There are errors and uncertainties. The latter are unavoidable; eventually it is the omnipresent thermal noise that causes the results of measurements to be imprecise. After trying to identify and correct avoidable errors, this chapter will concentrate on the propagation and combination of uncertainties in composite functional relations.

Classification of errors

There are several types of error in experimental outcomes:

1. (i) (accidental, stupid or intended) mistakes

2. (ii) systematic deviations

3. (iii) random errors or uncertainties

The first type we shall ignore. Accidental mistakes can be avoided by careful checking and double checking. Stupid mistakes are accidental errors that have been overlooked.
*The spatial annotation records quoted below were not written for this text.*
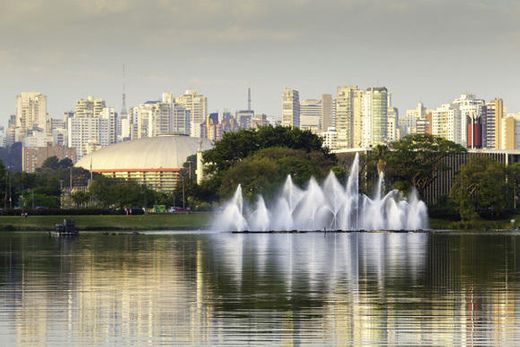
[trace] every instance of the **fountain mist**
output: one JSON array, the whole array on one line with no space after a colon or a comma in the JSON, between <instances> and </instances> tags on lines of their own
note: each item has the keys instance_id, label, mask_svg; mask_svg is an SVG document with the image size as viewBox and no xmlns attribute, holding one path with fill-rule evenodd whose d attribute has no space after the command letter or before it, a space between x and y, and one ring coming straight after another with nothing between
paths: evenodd
<instances>
[{"instance_id":1,"label":"fountain mist","mask_svg":"<svg viewBox=\"0 0 520 347\"><path fill-rule=\"evenodd\" d=\"M414 189L405 199L399 191L384 195L384 174L379 175L374 197L359 193L359 156L356 155L347 184L343 187L334 173L320 186L314 178L306 190L287 177L283 189L267 206L262 196L256 205L244 206L239 185L224 211L216 217L214 230L417 230L427 226L426 204Z\"/></svg>"}]
</instances>

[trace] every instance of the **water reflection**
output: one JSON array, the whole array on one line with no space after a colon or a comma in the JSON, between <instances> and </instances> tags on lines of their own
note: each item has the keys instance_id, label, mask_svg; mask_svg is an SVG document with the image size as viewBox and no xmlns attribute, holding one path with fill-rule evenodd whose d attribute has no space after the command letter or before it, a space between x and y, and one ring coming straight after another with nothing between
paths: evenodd
<instances>
[{"instance_id":1,"label":"water reflection","mask_svg":"<svg viewBox=\"0 0 520 347\"><path fill-rule=\"evenodd\" d=\"M0 341L514 344L514 235L0 235Z\"/></svg>"}]
</instances>

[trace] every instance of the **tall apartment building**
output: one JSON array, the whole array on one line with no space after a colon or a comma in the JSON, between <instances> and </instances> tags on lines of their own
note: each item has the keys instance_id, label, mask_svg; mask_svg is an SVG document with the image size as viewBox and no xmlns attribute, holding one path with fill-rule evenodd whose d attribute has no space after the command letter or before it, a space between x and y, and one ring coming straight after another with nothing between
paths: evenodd
<instances>
[{"instance_id":1,"label":"tall apartment building","mask_svg":"<svg viewBox=\"0 0 520 347\"><path fill-rule=\"evenodd\" d=\"M330 94L321 96L321 130L327 130L336 125L334 120L334 99Z\"/></svg>"},{"instance_id":2,"label":"tall apartment building","mask_svg":"<svg viewBox=\"0 0 520 347\"><path fill-rule=\"evenodd\" d=\"M131 107L128 119L135 121L131 125L122 122L121 129L126 135L127 127L134 127L130 132L132 138L190 134L190 112L184 105L175 103L173 94L169 92L164 92L161 100Z\"/></svg>"},{"instance_id":3,"label":"tall apartment building","mask_svg":"<svg viewBox=\"0 0 520 347\"><path fill-rule=\"evenodd\" d=\"M35 172L42 167L46 159L57 157L59 160L69 158L73 163L76 162L76 150L61 145L47 145L42 147L22 148L22 171Z\"/></svg>"},{"instance_id":4,"label":"tall apartment building","mask_svg":"<svg viewBox=\"0 0 520 347\"><path fill-rule=\"evenodd\" d=\"M363 137L363 91L358 86L340 86L336 89L335 104L337 147L360 147Z\"/></svg>"},{"instance_id":5,"label":"tall apartment building","mask_svg":"<svg viewBox=\"0 0 520 347\"><path fill-rule=\"evenodd\" d=\"M321 129L322 100L304 99L300 102L300 128L317 133Z\"/></svg>"},{"instance_id":6,"label":"tall apartment building","mask_svg":"<svg viewBox=\"0 0 520 347\"><path fill-rule=\"evenodd\" d=\"M76 149L77 158L117 141L117 118L114 108L103 99L91 96L76 102L74 113L66 113L67 144Z\"/></svg>"},{"instance_id":7,"label":"tall apartment building","mask_svg":"<svg viewBox=\"0 0 520 347\"><path fill-rule=\"evenodd\" d=\"M472 94L462 94L452 104L460 111L460 144L468 148L482 148L484 100Z\"/></svg>"},{"instance_id":8,"label":"tall apartment building","mask_svg":"<svg viewBox=\"0 0 520 347\"><path fill-rule=\"evenodd\" d=\"M385 87L371 87L365 91L362 120L363 147L387 142L388 90Z\"/></svg>"},{"instance_id":9,"label":"tall apartment building","mask_svg":"<svg viewBox=\"0 0 520 347\"><path fill-rule=\"evenodd\" d=\"M399 128L401 135L418 133L417 123L424 123L427 110L422 102L419 102L415 108L406 110L403 117L399 118Z\"/></svg>"},{"instance_id":10,"label":"tall apartment building","mask_svg":"<svg viewBox=\"0 0 520 347\"><path fill-rule=\"evenodd\" d=\"M201 124L208 114L208 99L194 90L187 90L175 98L175 103L183 106L190 113L190 136L201 137Z\"/></svg>"},{"instance_id":11,"label":"tall apartment building","mask_svg":"<svg viewBox=\"0 0 520 347\"><path fill-rule=\"evenodd\" d=\"M22 92L16 96L15 141L22 141L28 130L47 128L47 97L40 92Z\"/></svg>"},{"instance_id":12,"label":"tall apartment building","mask_svg":"<svg viewBox=\"0 0 520 347\"><path fill-rule=\"evenodd\" d=\"M400 138L400 130L398 126L399 121L399 110L397 107L388 108L388 121L387 121L387 141L397 141Z\"/></svg>"},{"instance_id":13,"label":"tall apartment building","mask_svg":"<svg viewBox=\"0 0 520 347\"><path fill-rule=\"evenodd\" d=\"M451 104L443 104L432 110L432 134L461 143L460 110Z\"/></svg>"},{"instance_id":14,"label":"tall apartment building","mask_svg":"<svg viewBox=\"0 0 520 347\"><path fill-rule=\"evenodd\" d=\"M300 127L300 94L297 90L284 88L282 94L282 125Z\"/></svg>"},{"instance_id":15,"label":"tall apartment building","mask_svg":"<svg viewBox=\"0 0 520 347\"><path fill-rule=\"evenodd\" d=\"M484 148L500 149L502 142L502 118L504 102L495 98L486 103L482 142Z\"/></svg>"},{"instance_id":16,"label":"tall apartment building","mask_svg":"<svg viewBox=\"0 0 520 347\"><path fill-rule=\"evenodd\" d=\"M502 149L520 149L520 113L510 113L502 118Z\"/></svg>"}]
</instances>

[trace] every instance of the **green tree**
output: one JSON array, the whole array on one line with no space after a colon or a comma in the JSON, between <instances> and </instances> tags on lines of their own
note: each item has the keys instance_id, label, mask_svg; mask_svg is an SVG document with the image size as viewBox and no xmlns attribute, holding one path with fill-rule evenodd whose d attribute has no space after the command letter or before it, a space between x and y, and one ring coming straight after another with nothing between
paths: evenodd
<instances>
[{"instance_id":1,"label":"green tree","mask_svg":"<svg viewBox=\"0 0 520 347\"><path fill-rule=\"evenodd\" d=\"M509 188L503 165L492 159L475 158L461 167L449 196L463 221L477 216L497 218L508 206Z\"/></svg>"},{"instance_id":2,"label":"green tree","mask_svg":"<svg viewBox=\"0 0 520 347\"><path fill-rule=\"evenodd\" d=\"M89 187L94 202L103 208L152 207L156 193L133 180L97 176Z\"/></svg>"},{"instance_id":3,"label":"green tree","mask_svg":"<svg viewBox=\"0 0 520 347\"><path fill-rule=\"evenodd\" d=\"M90 201L90 193L78 190L72 193L72 201L74 201L77 208L86 207Z\"/></svg>"},{"instance_id":4,"label":"green tree","mask_svg":"<svg viewBox=\"0 0 520 347\"><path fill-rule=\"evenodd\" d=\"M53 155L44 160L42 164L42 168L44 169L58 169L60 167L60 161L57 156Z\"/></svg>"},{"instance_id":5,"label":"green tree","mask_svg":"<svg viewBox=\"0 0 520 347\"><path fill-rule=\"evenodd\" d=\"M466 149L442 137L413 134L376 147L370 167L384 168L385 180L400 190L415 187L423 194L437 176L450 167L445 159Z\"/></svg>"},{"instance_id":6,"label":"green tree","mask_svg":"<svg viewBox=\"0 0 520 347\"><path fill-rule=\"evenodd\" d=\"M303 186L311 177L325 178L333 165L334 161L321 151L264 148L226 170L219 192L222 197L229 197L241 184L246 198L262 194L269 199L280 189L287 175Z\"/></svg>"},{"instance_id":7,"label":"green tree","mask_svg":"<svg viewBox=\"0 0 520 347\"><path fill-rule=\"evenodd\" d=\"M328 150L322 147L322 143L323 140L309 130L266 126L257 130L247 129L225 133L215 147L204 153L203 158L207 172L216 175L263 148L288 147L328 154Z\"/></svg>"}]
</instances>

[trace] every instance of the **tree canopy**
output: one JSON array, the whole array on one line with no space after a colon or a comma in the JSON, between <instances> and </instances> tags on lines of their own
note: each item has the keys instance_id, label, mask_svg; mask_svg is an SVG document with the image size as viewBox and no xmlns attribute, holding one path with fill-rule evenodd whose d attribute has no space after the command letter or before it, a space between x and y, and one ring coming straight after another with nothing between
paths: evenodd
<instances>
[{"instance_id":1,"label":"tree canopy","mask_svg":"<svg viewBox=\"0 0 520 347\"><path fill-rule=\"evenodd\" d=\"M256 130L246 129L225 133L215 147L204 153L203 158L207 172L215 175L263 148L287 147L328 154L328 150L322 147L322 143L323 140L310 130L265 126Z\"/></svg>"},{"instance_id":2,"label":"tree canopy","mask_svg":"<svg viewBox=\"0 0 520 347\"><path fill-rule=\"evenodd\" d=\"M497 218L507 208L509 184L507 170L489 158L468 161L455 176L450 199L464 221L475 217Z\"/></svg>"},{"instance_id":3,"label":"tree canopy","mask_svg":"<svg viewBox=\"0 0 520 347\"><path fill-rule=\"evenodd\" d=\"M252 199L257 194L269 198L283 185L287 175L303 186L311 177L324 179L333 165L334 161L321 151L264 148L227 170L219 192L222 197L229 197L241 184L246 198Z\"/></svg>"},{"instance_id":4,"label":"tree canopy","mask_svg":"<svg viewBox=\"0 0 520 347\"><path fill-rule=\"evenodd\" d=\"M387 147L378 146L375 152L373 159L379 161L378 166L384 166L387 181L401 190L413 186L422 194L439 173L450 170L445 159L466 149L442 137L412 134Z\"/></svg>"}]
</instances>

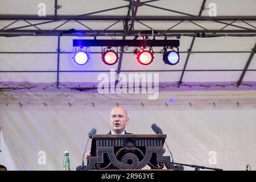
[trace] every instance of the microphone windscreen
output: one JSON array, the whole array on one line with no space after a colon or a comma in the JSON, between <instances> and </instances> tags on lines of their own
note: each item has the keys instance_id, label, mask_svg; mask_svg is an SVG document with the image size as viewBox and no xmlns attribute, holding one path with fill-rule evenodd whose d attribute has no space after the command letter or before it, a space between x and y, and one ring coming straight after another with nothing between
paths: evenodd
<instances>
[{"instance_id":1,"label":"microphone windscreen","mask_svg":"<svg viewBox=\"0 0 256 182\"><path fill-rule=\"evenodd\" d=\"M95 128L93 128L90 132L88 133L88 137L92 138L92 135L96 134L97 129Z\"/></svg>"},{"instance_id":2,"label":"microphone windscreen","mask_svg":"<svg viewBox=\"0 0 256 182\"><path fill-rule=\"evenodd\" d=\"M156 124L154 123L151 125L152 130L153 130L154 132L157 134L162 134L163 131L162 131L161 129L158 127Z\"/></svg>"}]
</instances>

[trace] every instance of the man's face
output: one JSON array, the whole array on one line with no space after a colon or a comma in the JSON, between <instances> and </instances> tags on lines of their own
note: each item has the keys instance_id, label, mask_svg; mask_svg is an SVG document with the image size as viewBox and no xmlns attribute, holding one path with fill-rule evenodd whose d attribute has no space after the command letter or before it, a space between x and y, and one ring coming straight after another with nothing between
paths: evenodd
<instances>
[{"instance_id":1,"label":"man's face","mask_svg":"<svg viewBox=\"0 0 256 182\"><path fill-rule=\"evenodd\" d=\"M114 107L110 113L109 125L111 129L115 133L121 134L129 121L125 110L121 107Z\"/></svg>"}]
</instances>

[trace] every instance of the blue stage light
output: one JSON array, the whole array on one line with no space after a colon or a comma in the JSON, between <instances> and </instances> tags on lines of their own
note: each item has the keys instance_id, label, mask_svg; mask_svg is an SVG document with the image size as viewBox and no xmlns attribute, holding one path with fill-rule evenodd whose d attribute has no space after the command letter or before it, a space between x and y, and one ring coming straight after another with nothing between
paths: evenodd
<instances>
[{"instance_id":1,"label":"blue stage light","mask_svg":"<svg viewBox=\"0 0 256 182\"><path fill-rule=\"evenodd\" d=\"M89 56L84 51L79 51L75 54L75 62L79 65L84 65L87 63Z\"/></svg>"}]
</instances>

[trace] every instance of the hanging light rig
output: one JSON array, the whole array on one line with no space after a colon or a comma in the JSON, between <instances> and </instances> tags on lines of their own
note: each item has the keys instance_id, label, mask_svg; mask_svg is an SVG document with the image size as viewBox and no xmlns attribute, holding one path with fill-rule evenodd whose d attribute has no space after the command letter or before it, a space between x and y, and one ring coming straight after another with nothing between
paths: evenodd
<instances>
[{"instance_id":1,"label":"hanging light rig","mask_svg":"<svg viewBox=\"0 0 256 182\"><path fill-rule=\"evenodd\" d=\"M150 64L154 59L153 47L163 47L160 51L163 53L163 60L165 64L175 65L180 60L179 48L180 42L179 40L150 40L147 37L143 40L73 40L73 46L79 47L78 51L75 51L74 61L80 65L83 65L88 62L89 57L88 49L90 47L105 47L101 51L101 59L102 61L107 65L112 65L117 63L119 59L118 56L118 47L134 47L133 53L137 55L138 61L142 65L147 65ZM84 51L84 47L86 47ZM117 51L113 49L112 47L116 47ZM175 51L174 48L177 50Z\"/></svg>"}]
</instances>

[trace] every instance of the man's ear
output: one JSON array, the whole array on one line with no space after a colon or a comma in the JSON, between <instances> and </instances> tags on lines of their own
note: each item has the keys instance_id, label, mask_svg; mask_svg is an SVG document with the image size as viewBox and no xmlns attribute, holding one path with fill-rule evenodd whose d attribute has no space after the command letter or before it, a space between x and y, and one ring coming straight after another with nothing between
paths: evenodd
<instances>
[{"instance_id":1,"label":"man's ear","mask_svg":"<svg viewBox=\"0 0 256 182\"><path fill-rule=\"evenodd\" d=\"M129 118L127 118L126 125L127 125L129 122Z\"/></svg>"}]
</instances>

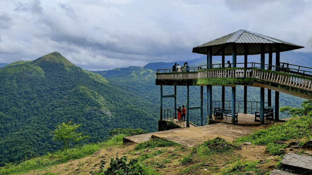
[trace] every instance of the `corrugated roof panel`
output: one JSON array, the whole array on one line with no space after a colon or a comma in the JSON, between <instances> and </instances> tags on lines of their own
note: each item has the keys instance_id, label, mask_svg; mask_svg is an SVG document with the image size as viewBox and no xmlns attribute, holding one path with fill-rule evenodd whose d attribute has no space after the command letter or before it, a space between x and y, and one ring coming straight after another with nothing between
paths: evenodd
<instances>
[{"instance_id":1,"label":"corrugated roof panel","mask_svg":"<svg viewBox=\"0 0 312 175\"><path fill-rule=\"evenodd\" d=\"M268 44L274 45L275 43L280 43L280 51L288 51L295 49L303 48L304 47L288 42L284 41L270 36L251 32L246 30L240 30L235 32L230 33L222 37L214 40L203 45L193 48L193 52L198 54L207 54L207 49L202 48L208 46L212 46L213 55L221 55L221 52L217 53L224 45L229 45L225 48L226 55L232 55L232 45L233 43L237 45L237 55L244 54L243 47L240 46L240 45L244 43L248 44L249 54L260 54L261 52L260 43L266 44L265 53L269 52L269 47ZM239 44L241 44L240 45ZM276 49L274 45L273 45L273 51L276 52Z\"/></svg>"}]
</instances>

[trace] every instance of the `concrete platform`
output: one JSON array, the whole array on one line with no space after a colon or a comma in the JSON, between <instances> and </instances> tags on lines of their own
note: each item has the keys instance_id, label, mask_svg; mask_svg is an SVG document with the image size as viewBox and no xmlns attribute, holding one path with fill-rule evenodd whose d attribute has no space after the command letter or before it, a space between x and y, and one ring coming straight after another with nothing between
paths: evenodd
<instances>
[{"instance_id":1,"label":"concrete platform","mask_svg":"<svg viewBox=\"0 0 312 175\"><path fill-rule=\"evenodd\" d=\"M231 117L227 116L226 117L225 116L224 116L223 119L216 119L216 118L215 116L213 116L212 120L226 123L231 124L232 119ZM235 125L236 125L247 126L260 126L261 125L260 121L255 121L255 115L254 114L239 113L238 114L237 120L238 121L235 123ZM264 119L265 124L266 125L275 121L273 120L270 121L268 120L267 120L265 118Z\"/></svg>"},{"instance_id":2,"label":"concrete platform","mask_svg":"<svg viewBox=\"0 0 312 175\"><path fill-rule=\"evenodd\" d=\"M232 141L238 137L251 134L252 130L252 128L250 127L217 123L200 127L178 128L126 137L124 138L124 141L139 143L148 140L150 137L162 138L191 147L217 137L223 138L227 141Z\"/></svg>"}]
</instances>

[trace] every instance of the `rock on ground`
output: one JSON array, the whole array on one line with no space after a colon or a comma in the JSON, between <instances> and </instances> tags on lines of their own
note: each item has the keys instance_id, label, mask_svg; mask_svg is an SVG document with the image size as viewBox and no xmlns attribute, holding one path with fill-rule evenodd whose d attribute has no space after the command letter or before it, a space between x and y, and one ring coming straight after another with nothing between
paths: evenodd
<instances>
[{"instance_id":1,"label":"rock on ground","mask_svg":"<svg viewBox=\"0 0 312 175\"><path fill-rule=\"evenodd\" d=\"M312 158L288 153L280 161L281 167L288 171L299 174L312 174Z\"/></svg>"}]
</instances>

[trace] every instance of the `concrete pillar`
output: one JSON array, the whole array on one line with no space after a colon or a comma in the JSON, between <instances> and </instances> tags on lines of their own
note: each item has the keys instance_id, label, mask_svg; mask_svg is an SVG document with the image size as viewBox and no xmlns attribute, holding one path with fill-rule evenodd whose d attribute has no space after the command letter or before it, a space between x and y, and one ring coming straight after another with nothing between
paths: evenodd
<instances>
[{"instance_id":1,"label":"concrete pillar","mask_svg":"<svg viewBox=\"0 0 312 175\"><path fill-rule=\"evenodd\" d=\"M186 127L190 127L190 120L189 120L189 110L188 108L190 107L190 87L189 86L187 86L186 91Z\"/></svg>"},{"instance_id":2,"label":"concrete pillar","mask_svg":"<svg viewBox=\"0 0 312 175\"><path fill-rule=\"evenodd\" d=\"M269 67L268 70L272 69L272 53L273 48L271 45L269 45ZM268 89L268 106L272 106L272 91Z\"/></svg>"},{"instance_id":3,"label":"concrete pillar","mask_svg":"<svg viewBox=\"0 0 312 175\"><path fill-rule=\"evenodd\" d=\"M244 45L244 67L247 67L247 63L248 62L247 58L249 53L248 50L248 44L246 44ZM245 77L246 77L246 70L244 72ZM244 113L247 113L247 86L244 86Z\"/></svg>"},{"instance_id":4,"label":"concrete pillar","mask_svg":"<svg viewBox=\"0 0 312 175\"><path fill-rule=\"evenodd\" d=\"M160 85L160 120L163 120L163 85Z\"/></svg>"},{"instance_id":5,"label":"concrete pillar","mask_svg":"<svg viewBox=\"0 0 312 175\"><path fill-rule=\"evenodd\" d=\"M222 68L225 67L224 64L225 63L225 51L224 49L222 50ZM225 87L224 86L222 86L222 89L221 92L221 96L222 97L222 108L224 109L224 101L225 101Z\"/></svg>"},{"instance_id":6,"label":"concrete pillar","mask_svg":"<svg viewBox=\"0 0 312 175\"><path fill-rule=\"evenodd\" d=\"M177 118L177 86L174 86L174 118Z\"/></svg>"},{"instance_id":7,"label":"concrete pillar","mask_svg":"<svg viewBox=\"0 0 312 175\"><path fill-rule=\"evenodd\" d=\"M212 118L212 86L211 85L207 85L207 90L208 93L208 116L209 119Z\"/></svg>"},{"instance_id":8,"label":"concrete pillar","mask_svg":"<svg viewBox=\"0 0 312 175\"><path fill-rule=\"evenodd\" d=\"M265 69L264 64L265 61L265 45L264 43L261 44L261 54L260 62L261 64L261 68ZM260 88L260 124L264 124L264 88Z\"/></svg>"},{"instance_id":9,"label":"concrete pillar","mask_svg":"<svg viewBox=\"0 0 312 175\"><path fill-rule=\"evenodd\" d=\"M202 86L200 86L200 106L202 106L202 108L200 109L200 125L202 126L203 125L202 120L202 113L203 113L203 97L204 93L204 87Z\"/></svg>"},{"instance_id":10,"label":"concrete pillar","mask_svg":"<svg viewBox=\"0 0 312 175\"><path fill-rule=\"evenodd\" d=\"M233 44L233 54L232 54L232 60L233 66L232 67L236 67L236 44ZM235 73L234 74L234 75ZM234 75L235 76L235 75ZM232 87L232 123L235 124L235 113L236 109L236 87Z\"/></svg>"},{"instance_id":11,"label":"concrete pillar","mask_svg":"<svg viewBox=\"0 0 312 175\"><path fill-rule=\"evenodd\" d=\"M236 104L235 104L236 99L236 87L232 87L232 124L235 124L236 121L235 113Z\"/></svg>"},{"instance_id":12,"label":"concrete pillar","mask_svg":"<svg viewBox=\"0 0 312 175\"><path fill-rule=\"evenodd\" d=\"M276 44L276 54L275 65L277 66L280 66L280 43ZM278 68L276 68L276 71L278 71ZM280 92L275 91L275 120L279 120L280 111Z\"/></svg>"},{"instance_id":13,"label":"concrete pillar","mask_svg":"<svg viewBox=\"0 0 312 175\"><path fill-rule=\"evenodd\" d=\"M207 61L208 63L208 69L212 68L212 47L209 46L207 48Z\"/></svg>"}]
</instances>

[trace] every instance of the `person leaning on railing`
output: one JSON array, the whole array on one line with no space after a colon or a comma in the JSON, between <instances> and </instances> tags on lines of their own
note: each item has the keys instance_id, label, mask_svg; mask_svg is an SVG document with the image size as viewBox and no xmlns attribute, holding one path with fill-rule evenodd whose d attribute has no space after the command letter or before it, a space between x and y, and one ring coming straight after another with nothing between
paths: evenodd
<instances>
[{"instance_id":1,"label":"person leaning on railing","mask_svg":"<svg viewBox=\"0 0 312 175\"><path fill-rule=\"evenodd\" d=\"M178 64L177 66L177 72L181 72L181 66L180 66L180 64Z\"/></svg>"},{"instance_id":2,"label":"person leaning on railing","mask_svg":"<svg viewBox=\"0 0 312 175\"><path fill-rule=\"evenodd\" d=\"M181 71L182 72L185 72L185 63L184 63L184 65L181 66Z\"/></svg>"},{"instance_id":3,"label":"person leaning on railing","mask_svg":"<svg viewBox=\"0 0 312 175\"><path fill-rule=\"evenodd\" d=\"M187 62L185 62L185 71L186 72L189 72L190 71L190 67L188 66L188 64Z\"/></svg>"},{"instance_id":4,"label":"person leaning on railing","mask_svg":"<svg viewBox=\"0 0 312 175\"><path fill-rule=\"evenodd\" d=\"M177 63L176 63L174 65L172 66L172 72L174 72L176 71L177 70L177 69L176 69L176 66L177 65Z\"/></svg>"}]
</instances>

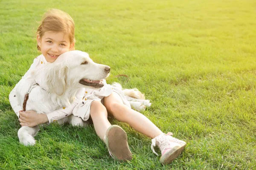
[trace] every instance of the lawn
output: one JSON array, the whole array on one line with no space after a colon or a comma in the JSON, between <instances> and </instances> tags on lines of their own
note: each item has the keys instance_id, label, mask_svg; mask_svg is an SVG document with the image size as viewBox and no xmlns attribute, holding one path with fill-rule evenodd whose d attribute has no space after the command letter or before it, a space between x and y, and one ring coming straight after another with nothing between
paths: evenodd
<instances>
[{"instance_id":1,"label":"lawn","mask_svg":"<svg viewBox=\"0 0 256 170\"><path fill-rule=\"evenodd\" d=\"M256 8L255 0L0 0L0 169L256 169ZM93 126L51 124L35 146L19 144L9 94L40 54L38 22L51 8L74 19L76 49L111 67L108 83L140 89L152 102L142 113L187 142L172 164L115 120L133 153L126 163L109 156Z\"/></svg>"}]
</instances>

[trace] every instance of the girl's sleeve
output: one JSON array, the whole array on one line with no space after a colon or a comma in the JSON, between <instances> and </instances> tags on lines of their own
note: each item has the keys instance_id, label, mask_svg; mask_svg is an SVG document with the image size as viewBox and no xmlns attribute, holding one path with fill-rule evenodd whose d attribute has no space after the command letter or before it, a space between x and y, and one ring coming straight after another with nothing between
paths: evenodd
<instances>
[{"instance_id":1,"label":"girl's sleeve","mask_svg":"<svg viewBox=\"0 0 256 170\"><path fill-rule=\"evenodd\" d=\"M30 68L26 73L25 75L22 76L21 79L27 79L31 75L31 71L35 68L38 61L38 60L37 58L35 58L35 60L34 60L34 62L33 62L33 64L31 65ZM10 94L9 94L9 101L10 101L11 106L12 106L12 109L15 113L19 117L20 116L19 111L23 109L21 106L19 105L18 99L17 97L16 97L16 91L18 85L20 83L21 79L20 79L19 82L16 84L13 89L12 89L12 91L11 91L11 93L10 93Z\"/></svg>"},{"instance_id":2,"label":"girl's sleeve","mask_svg":"<svg viewBox=\"0 0 256 170\"><path fill-rule=\"evenodd\" d=\"M75 101L71 105L67 107L63 107L55 110L52 112L47 113L49 123L55 122L72 114L72 111L79 102L81 101L84 94L84 88L80 88L76 94Z\"/></svg>"}]
</instances>

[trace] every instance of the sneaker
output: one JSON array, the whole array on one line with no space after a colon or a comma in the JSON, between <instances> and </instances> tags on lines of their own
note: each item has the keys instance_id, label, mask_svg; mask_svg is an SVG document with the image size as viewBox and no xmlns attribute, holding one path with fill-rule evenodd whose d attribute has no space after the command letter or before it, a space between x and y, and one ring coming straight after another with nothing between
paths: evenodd
<instances>
[{"instance_id":1,"label":"sneaker","mask_svg":"<svg viewBox=\"0 0 256 170\"><path fill-rule=\"evenodd\" d=\"M153 152L157 155L158 155L154 149L156 146L158 147L162 156L160 158L160 162L163 164L168 164L178 157L184 150L186 143L181 140L171 136L172 133L170 132L167 134L160 135L152 139L151 148Z\"/></svg>"},{"instance_id":2,"label":"sneaker","mask_svg":"<svg viewBox=\"0 0 256 170\"><path fill-rule=\"evenodd\" d=\"M108 129L106 132L106 144L110 155L114 159L124 161L132 159L126 133L120 126L112 125Z\"/></svg>"}]
</instances>

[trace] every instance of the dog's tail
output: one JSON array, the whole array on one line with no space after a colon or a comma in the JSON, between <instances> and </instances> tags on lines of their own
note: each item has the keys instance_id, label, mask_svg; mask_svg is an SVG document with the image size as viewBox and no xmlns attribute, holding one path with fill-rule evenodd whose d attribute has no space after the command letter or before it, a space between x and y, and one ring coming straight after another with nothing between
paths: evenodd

Intended mistakes (e.g. selecting data that suit your purpose) purposely mislead the reader and belong to the category of scientific crimes.

Systematic errors

Systematic errors have a non-random character and distort the result of a measurement. They result from erroneous calibration or just from a lack of proper calibration of a measuring instrument, from careless measurements (uncorrected parallax, uncorrected zero-point deviations, time measurements uncorrected for reaction time, etc.), from impurities in materials, or from causes the experimenter is not aware of. The latter are certainly the most dangerous type of error; such errors are likely to show up when results are compared to those of other experimentalists at other laboratories. Therefore independent corroboration of experimental results is required before a critical experiment (e.g. one that overthrows an accepted theory) can be trusted.